8. The information distribution system as claimed in claim 7, wherein the vehicle is equipped with means to detect the vehicle passing the gate device, andthe connection request is transmitted from the vehicle to the local server, after a predetermined time is elapsed from the time when the vehicle passes the gate device.

9. The information distribution system as claimed in claim 7, wherein the local server transmits a vehicle authentication start request to the vehicle, when the vehicle information is notified from the gate device to the local server.

10. The information distribution system as claimed in claim 1, wherein the local server notifies the vehicle a one-time password for accessing information limited within the local network, in response to the connection request from the vehicle to the local server, andthe vehicle establishes communication with the local server by the one-time password.

11. The information distribution system as claimed in claim 10, wherein a validity period of the one-time password is set based on a time, which is expected to be required for the vehicle to move from a current location to the local network area.

12. The information distribution system as claimed in claim 1, wherein the map information which is provided to the vehicle before entering the local network area includes map information about an entrance of the local network area.

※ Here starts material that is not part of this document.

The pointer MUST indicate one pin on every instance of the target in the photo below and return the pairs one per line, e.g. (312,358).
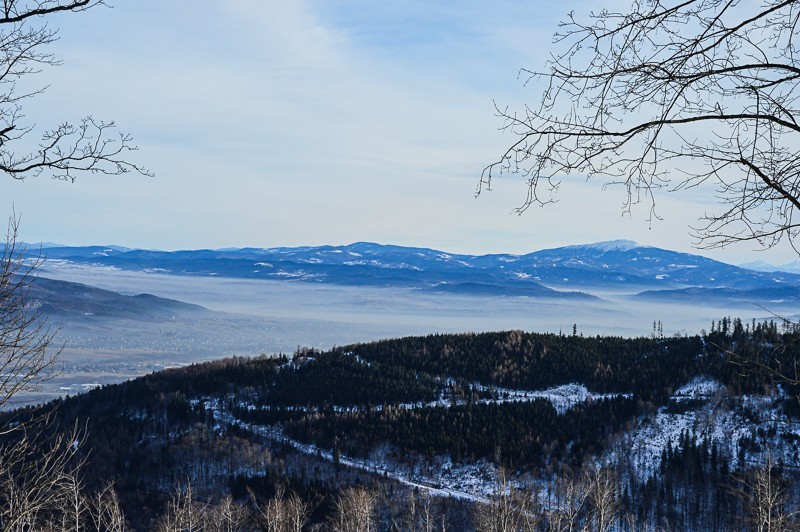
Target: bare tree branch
(696,95)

13. The information distribution system as claimed in claim 12, wherein a road side device is installed near the entrance of the local network area, andthe local network base station starts distribution of the map information, when the vehicle is detected by the road side device.

14. The information distribution system as claimed in claim 1, wherein the map information which is provided to the vehicle on a way to entering the local network area is changed in contents, according to users.

15. The information distribution system as claimed in claim 1, wherein the provided map information is deleted, when the vehicle leaves the local network area.